Barrens in Nova Scotia: Biodiversity, Long-term Dynamics, Plants and People

Date and Time: 
Friday, 12 May, 2017 - 10:45
Abstract Key Words: 
Archaeobotany, Fire Ecology, historical ecology
, Caitlin - Saint Mary's University, Ecology of Plants in Communities lab
, Erica - Labrador Institute
, Jeremy - Saint Mary's University, Ecology of Plants in Communities lab

Barrens are ecologically and culturally important ecosystems that provide habitat for a diversity of species.  Within the maritime provinces of Canada, barrens are concentrated in Nova Scotia and span a variable geography of environmental and cultural contexts. Our current model of barrens vegetation suggests that some barrens are persistent over long time scales, primarily maintained by climatic and environmental processes.

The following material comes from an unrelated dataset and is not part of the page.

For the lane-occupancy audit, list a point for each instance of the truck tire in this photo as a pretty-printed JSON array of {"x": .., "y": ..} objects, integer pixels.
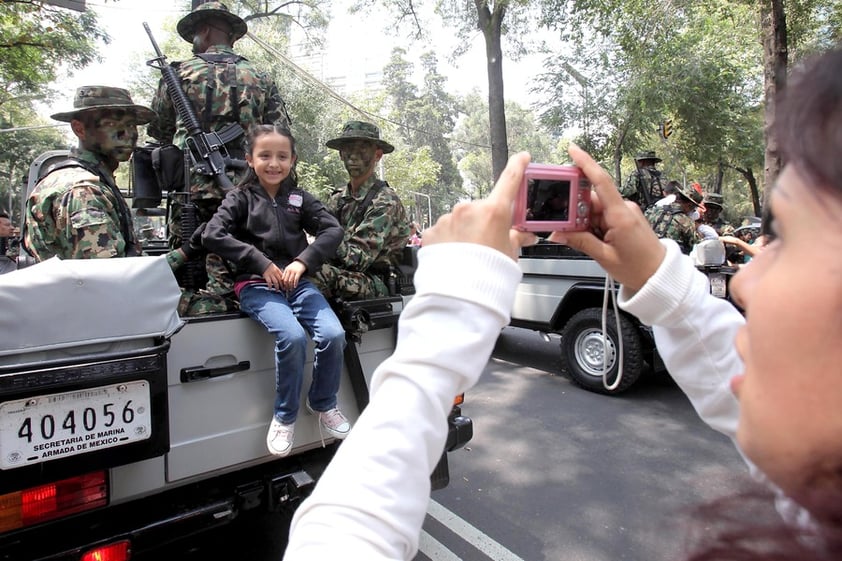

There is strong evidence that other barrens are dynamic; their area expands or contracts over decadal time scales. We are just beginning to learn about the likely cultural role in explaining the persistence and dynamics of barrens.  For some sites, written and oral histories document intense interactions between people and barrens such as fire or sheep grazing. Given the cultural importance of many sites and evidence for human interaction with vegetation dynamics, much more research is required to understand the role of people in creating the current mosaic of barrens.